Influences #1: Keith Jarrett
All this month we’re featuring songs that mean something to Yoko. Her first selection is from Keith Jarrett’s album At The Deer Head Inn.
Yoko says: “Here’s an example of a well known standard tune which I already knew and liked. Keith Jarrett sounds so liberated on this performance and I can hear how much he is enjoying the moment. What I heard when Keith Jarrett played this song was how much he loved the tune — it came through so strong and made me like this song more and made me want to play it in my own performances. Keith Jarrett has had an impact on my playing in many ways but what stands out the most here is the singable quality of his solo. It’s like he’s singing another melody on top of the chord changes and not playing the patterns or licks that everyone else plays. He doesn’t try to show off or play anything overly technical in this solo. He means every note that he plays. I strive to be responsible for every note when I play too, that’s definitely something I learned from Keith Jarrett and especially on this performance.”

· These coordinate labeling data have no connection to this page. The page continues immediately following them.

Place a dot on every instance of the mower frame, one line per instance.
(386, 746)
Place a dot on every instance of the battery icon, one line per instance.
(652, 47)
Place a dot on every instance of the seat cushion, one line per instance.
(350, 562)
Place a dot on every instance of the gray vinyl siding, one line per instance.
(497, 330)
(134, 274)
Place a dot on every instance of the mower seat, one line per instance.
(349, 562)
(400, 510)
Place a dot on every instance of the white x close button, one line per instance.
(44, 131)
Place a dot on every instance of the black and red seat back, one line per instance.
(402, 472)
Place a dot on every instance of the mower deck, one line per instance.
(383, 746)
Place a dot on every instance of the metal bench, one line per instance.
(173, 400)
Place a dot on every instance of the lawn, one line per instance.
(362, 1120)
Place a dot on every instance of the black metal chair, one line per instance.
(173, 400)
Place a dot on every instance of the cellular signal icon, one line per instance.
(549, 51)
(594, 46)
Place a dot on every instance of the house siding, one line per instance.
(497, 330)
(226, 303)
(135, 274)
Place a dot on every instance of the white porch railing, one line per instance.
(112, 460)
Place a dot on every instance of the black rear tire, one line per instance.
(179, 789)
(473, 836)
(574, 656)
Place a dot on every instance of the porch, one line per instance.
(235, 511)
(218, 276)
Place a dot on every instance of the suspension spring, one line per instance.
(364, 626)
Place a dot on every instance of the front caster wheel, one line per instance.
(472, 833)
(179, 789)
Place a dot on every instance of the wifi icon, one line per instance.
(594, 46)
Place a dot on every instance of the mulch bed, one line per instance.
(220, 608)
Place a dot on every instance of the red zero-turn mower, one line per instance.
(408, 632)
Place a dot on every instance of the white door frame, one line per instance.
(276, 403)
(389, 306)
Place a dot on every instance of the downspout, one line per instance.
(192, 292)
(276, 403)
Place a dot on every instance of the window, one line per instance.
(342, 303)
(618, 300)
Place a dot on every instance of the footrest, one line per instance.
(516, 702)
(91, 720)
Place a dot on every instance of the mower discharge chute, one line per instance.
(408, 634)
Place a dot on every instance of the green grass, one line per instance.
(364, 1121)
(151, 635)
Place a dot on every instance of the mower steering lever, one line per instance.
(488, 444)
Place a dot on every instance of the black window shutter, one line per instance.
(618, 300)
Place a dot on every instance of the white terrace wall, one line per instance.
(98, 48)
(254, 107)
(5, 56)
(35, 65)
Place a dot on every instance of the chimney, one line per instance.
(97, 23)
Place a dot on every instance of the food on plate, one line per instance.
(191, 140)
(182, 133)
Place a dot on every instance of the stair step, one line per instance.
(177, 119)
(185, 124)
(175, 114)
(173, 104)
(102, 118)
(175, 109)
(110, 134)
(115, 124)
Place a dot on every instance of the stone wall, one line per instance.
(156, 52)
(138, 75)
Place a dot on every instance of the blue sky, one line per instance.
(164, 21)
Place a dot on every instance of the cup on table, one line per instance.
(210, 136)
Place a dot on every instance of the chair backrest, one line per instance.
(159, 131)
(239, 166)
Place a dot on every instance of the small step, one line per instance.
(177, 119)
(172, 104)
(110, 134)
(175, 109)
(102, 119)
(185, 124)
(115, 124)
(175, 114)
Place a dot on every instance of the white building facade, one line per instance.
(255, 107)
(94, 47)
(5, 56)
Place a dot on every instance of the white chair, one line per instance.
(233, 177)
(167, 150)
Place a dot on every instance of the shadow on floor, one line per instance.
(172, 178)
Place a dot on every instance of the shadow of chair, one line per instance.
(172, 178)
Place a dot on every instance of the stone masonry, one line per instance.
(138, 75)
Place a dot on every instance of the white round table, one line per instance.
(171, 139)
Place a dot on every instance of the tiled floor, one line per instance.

A few notes about this recording: This album was recorded at the Deer Head Inn in Delaware Water Gap, PA in September 1992. It was released on ECM Records. Jarrett is joined by Gary Peacock on bass and the late Paul Motian on drums. Jarrett played his first jazz gig of note at the Deer Head Inn thirty years before this recording was made. The album is also a recorded reunion for Jarrett and Motian, who hadn’t appeared on one of Jarrett’s records since 1977.
Yes, you’re ablolutly right about Keith Jarret’s style. Good strive to do his way of interpretations. What I’m also like about his music are the moments of rest. In music silent moments are often stronger than a constant filling by the drums et cetera. The album Concert in Koln from Keith is one of the most impressive pieces I ever heard in my life and examples the pauses in the music He’s also singing with the piano. I’m also remembering an interview with Miles Davis. He also mentioned the moments of rest in a music piece as a important ingridient in a composition. Nice blog Yoko, good topic!
Thank you! You are so right too! The use of space is probably one of his most appealing qualities and the hardest to emulate.